Patients are infused with CTX110 following 3 days of lymphodepletion using 30 mg/m2 of daily fludarabine and 500mg/m2 of daily cyclophosphamide. Dosages were differed across 4 cohorts: 30 x 106 (dose level 1; n = 3), 100 x 106 (dose level 2; n = 3), 300 x 106 (dose level 3; n = 4), and 600 x 106 (dose level 4; n = 1).

The primary end points are safety, which is measured by the incidence of dose-limiting toxicities (DLTs), and overall response rate. Key secondary end points include duration of response, progression-free survival, and overall survival.

The topline data comprise the 11 patients who had completed their 1-month assessment as of the data cutoff date. Moreover, a disease assessment was performed by centralized independent radiological review, according to the 2014 Lugano response criteria.

The safety data overview comprised 10 patients at dose levels 1 to 3 and 1 patient at dose level 4. In the primary cohort, no DLTs were observed, and there were no cases of graft-versus-host disease, although there were high HLA-mismatch between allogeneic CAR T-cell donors and patients. Additionally, no infusion reactions to either chemotherapy or to CTX110 were reported. Cytokine release syndrome (CRS) was identified in 3 patients, each of which was grade 2 below; all cases were resolved with tocilizumab (Actemra).

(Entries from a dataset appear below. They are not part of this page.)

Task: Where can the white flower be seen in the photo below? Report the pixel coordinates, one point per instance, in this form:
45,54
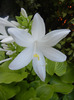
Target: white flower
8,52
5,60
4,37
37,46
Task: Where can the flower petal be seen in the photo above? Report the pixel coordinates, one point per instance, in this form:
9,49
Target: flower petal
5,60
5,22
53,54
53,37
15,23
2,30
23,12
21,37
8,39
38,27
39,65
22,60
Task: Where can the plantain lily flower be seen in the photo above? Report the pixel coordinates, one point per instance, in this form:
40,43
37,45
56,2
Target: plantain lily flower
37,46
23,12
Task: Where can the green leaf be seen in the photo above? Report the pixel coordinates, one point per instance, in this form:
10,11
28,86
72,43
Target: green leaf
8,91
26,94
8,76
61,87
45,92
68,77
55,97
69,96
58,68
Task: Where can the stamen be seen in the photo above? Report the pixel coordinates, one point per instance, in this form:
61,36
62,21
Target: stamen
36,55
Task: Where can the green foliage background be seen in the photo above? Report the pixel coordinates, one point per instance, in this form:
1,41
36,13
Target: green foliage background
24,84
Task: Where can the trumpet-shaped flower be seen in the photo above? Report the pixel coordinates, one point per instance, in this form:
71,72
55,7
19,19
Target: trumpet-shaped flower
37,46
23,12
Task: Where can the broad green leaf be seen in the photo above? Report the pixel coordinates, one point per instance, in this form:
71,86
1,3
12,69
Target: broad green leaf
8,91
45,92
68,77
69,96
8,76
58,68
55,97
26,94
61,87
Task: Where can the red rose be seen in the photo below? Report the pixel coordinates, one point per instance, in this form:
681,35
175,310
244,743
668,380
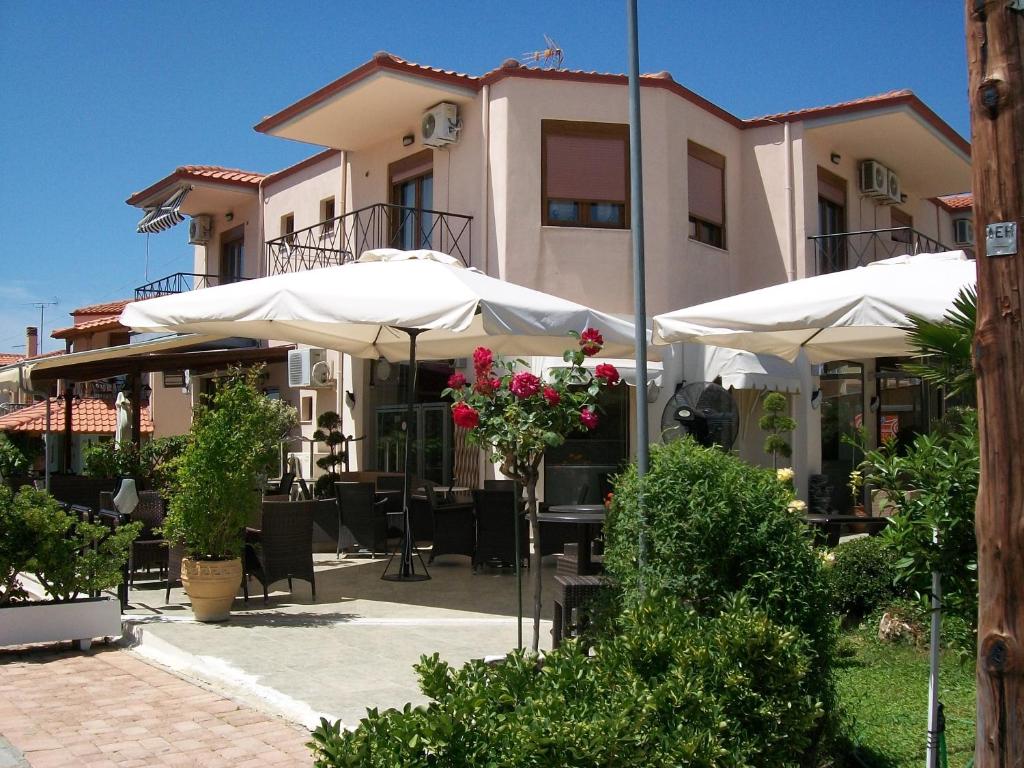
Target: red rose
482,360
552,396
588,418
607,372
465,416
524,385
591,341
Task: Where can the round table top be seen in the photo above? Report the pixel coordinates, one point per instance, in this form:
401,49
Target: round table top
580,513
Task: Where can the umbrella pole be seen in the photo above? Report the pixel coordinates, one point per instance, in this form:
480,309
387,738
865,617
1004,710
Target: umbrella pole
407,567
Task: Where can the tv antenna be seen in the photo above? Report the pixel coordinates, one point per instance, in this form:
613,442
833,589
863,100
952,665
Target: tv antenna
41,306
549,57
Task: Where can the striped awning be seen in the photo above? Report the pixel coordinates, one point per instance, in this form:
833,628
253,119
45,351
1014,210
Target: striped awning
165,215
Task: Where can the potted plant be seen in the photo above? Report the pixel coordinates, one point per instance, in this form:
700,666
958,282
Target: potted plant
515,417
215,491
51,566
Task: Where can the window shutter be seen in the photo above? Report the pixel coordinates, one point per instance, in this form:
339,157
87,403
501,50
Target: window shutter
586,167
706,185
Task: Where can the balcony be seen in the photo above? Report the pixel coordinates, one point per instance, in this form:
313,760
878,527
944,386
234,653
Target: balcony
841,251
344,239
179,283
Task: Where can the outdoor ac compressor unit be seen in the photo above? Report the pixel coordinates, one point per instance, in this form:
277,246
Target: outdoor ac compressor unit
200,229
873,179
964,231
440,125
301,364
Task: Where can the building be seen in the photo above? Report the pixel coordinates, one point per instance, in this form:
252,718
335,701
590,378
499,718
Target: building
523,173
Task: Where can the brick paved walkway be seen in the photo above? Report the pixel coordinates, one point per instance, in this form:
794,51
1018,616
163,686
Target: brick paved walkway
108,708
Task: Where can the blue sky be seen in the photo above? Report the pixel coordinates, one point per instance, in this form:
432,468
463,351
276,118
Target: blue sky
101,98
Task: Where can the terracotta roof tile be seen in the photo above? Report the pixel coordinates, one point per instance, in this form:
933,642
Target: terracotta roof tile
99,324
878,97
109,307
88,416
961,202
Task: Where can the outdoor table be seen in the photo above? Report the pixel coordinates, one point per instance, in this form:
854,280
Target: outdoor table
832,525
585,517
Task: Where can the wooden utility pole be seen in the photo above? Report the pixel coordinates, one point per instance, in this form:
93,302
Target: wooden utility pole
994,37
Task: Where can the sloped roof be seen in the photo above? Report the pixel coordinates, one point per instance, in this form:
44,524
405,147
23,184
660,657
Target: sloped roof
93,326
108,307
88,416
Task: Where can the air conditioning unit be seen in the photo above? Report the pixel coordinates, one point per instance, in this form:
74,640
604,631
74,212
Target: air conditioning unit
964,231
200,229
440,125
873,179
301,364
894,188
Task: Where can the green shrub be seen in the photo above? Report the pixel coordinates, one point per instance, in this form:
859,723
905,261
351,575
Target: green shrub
717,526
235,438
862,577
670,688
68,556
12,460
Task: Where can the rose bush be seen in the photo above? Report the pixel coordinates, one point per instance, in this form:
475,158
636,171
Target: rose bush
514,416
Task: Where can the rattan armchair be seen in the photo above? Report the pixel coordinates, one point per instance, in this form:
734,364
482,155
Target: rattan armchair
496,524
284,546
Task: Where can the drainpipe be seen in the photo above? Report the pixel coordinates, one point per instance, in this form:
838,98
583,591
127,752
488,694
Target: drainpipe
485,175
791,217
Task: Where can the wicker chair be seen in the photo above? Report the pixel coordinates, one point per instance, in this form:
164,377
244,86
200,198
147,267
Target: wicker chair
284,547
148,549
455,525
496,511
363,515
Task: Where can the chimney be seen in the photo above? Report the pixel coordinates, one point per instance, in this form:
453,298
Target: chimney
31,341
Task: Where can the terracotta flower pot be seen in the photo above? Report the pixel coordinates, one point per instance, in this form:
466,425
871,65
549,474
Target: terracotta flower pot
211,585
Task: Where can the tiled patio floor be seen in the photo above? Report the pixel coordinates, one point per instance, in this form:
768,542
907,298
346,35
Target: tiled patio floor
108,708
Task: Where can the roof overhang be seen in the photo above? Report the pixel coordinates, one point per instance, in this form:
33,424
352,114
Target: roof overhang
356,111
929,157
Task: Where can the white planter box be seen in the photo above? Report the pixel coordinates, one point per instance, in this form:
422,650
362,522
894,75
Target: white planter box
49,623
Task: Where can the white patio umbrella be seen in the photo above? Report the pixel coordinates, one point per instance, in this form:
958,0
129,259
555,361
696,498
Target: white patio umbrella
855,313
396,304
859,312
122,433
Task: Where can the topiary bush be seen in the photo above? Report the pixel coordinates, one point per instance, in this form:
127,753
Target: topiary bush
861,577
671,687
718,526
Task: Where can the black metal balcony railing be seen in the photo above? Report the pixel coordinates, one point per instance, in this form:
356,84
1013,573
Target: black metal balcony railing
847,250
181,282
344,239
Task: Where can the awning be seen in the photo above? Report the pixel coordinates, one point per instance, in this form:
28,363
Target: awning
165,215
739,370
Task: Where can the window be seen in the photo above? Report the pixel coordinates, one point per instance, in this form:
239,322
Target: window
585,173
288,227
832,220
706,184
231,255
903,222
327,216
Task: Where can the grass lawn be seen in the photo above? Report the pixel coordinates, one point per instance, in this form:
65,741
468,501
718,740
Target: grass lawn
884,689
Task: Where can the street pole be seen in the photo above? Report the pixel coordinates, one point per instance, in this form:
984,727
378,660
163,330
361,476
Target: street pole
639,273
994,37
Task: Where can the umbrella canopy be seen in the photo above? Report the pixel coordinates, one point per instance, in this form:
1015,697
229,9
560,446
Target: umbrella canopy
859,312
364,307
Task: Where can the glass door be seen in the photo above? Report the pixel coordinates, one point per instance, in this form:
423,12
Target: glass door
431,456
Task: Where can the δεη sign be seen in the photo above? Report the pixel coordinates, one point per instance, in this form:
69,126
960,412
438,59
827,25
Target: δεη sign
1000,239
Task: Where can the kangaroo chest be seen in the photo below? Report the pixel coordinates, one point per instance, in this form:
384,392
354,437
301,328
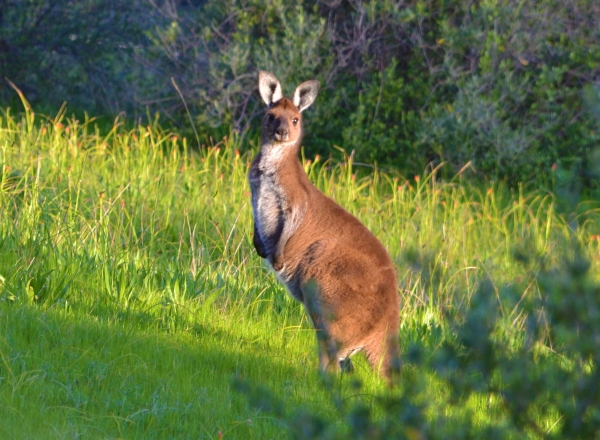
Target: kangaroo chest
269,204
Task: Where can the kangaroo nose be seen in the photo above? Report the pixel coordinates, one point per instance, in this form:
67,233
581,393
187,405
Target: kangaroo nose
282,134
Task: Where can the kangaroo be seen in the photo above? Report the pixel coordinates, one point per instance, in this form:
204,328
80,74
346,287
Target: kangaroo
323,255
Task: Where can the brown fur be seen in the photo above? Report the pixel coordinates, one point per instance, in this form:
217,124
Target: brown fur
325,257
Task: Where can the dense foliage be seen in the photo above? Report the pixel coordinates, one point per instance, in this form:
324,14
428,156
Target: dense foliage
499,83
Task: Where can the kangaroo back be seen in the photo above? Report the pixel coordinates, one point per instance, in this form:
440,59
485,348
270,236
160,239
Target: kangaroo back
323,255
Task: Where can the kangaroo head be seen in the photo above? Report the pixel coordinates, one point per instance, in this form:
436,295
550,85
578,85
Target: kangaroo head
283,122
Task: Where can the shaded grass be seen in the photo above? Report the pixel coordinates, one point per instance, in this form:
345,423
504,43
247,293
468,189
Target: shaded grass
130,292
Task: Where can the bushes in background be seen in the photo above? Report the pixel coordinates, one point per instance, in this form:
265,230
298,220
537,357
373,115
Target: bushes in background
406,82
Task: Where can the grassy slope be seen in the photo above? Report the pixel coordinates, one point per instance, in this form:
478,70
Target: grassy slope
130,293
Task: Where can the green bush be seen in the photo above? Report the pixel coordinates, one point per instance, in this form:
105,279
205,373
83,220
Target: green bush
497,83
540,376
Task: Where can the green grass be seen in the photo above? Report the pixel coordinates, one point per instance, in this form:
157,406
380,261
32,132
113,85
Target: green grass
131,295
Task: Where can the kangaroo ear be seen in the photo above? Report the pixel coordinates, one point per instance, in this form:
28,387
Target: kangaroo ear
269,87
305,94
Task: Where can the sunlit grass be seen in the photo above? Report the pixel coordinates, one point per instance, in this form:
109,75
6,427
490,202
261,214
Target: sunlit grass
130,292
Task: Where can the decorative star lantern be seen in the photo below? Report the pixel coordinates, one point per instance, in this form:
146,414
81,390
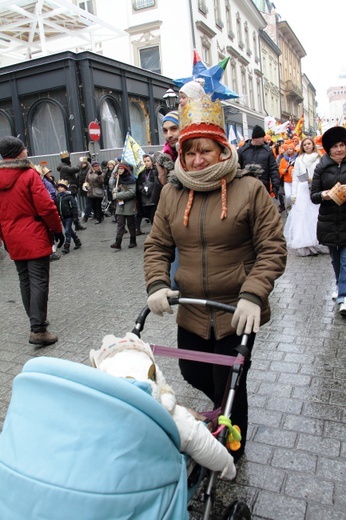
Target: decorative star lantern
211,76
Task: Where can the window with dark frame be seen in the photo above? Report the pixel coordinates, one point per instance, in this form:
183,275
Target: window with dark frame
150,59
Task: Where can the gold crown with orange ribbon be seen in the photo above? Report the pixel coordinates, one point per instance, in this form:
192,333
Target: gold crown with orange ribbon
202,119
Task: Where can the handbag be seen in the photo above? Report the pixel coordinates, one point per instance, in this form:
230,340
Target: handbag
97,192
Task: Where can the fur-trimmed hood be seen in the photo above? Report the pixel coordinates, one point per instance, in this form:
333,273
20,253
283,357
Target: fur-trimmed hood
129,357
11,169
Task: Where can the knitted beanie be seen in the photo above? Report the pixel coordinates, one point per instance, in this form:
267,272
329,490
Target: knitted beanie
258,132
336,134
11,147
172,116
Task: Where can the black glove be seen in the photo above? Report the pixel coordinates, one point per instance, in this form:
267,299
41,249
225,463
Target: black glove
60,238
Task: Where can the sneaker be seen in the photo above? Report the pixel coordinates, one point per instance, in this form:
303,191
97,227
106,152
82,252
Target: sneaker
42,338
342,308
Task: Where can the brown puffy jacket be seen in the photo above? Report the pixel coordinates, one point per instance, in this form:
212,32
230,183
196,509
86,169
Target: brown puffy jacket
218,259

One patient in this cohort experienced grade 2 immune effector cell—associated neurotoxicity syndrome, which did improve within 24 hours of standard interventions. After infusion, periorbital cellulitis and febrile neutropenia were reported as serious adverse events; both of these were resolved and were not related to either disease progression or CTX110.

In the dose level 4 cohort, the patient experienced grade 2 CRS on day 5, which resolved in 5 days. On day 25, the PET/CT assessment showed that the patient had achieved a CR.

The following day, this patient was hospitalized with febrile neutropenia and developed symptoms of short-term memory loss and confusion, which later progressed to obtundation that required intubation. The patient did not respond to initial treatment, and was later found to have reactivation of HHV-6 and HHV-6 encephalitis and received antiviral therapy. Supportive care was withdrawn, and the patient died 52 days following CTX110 treatment.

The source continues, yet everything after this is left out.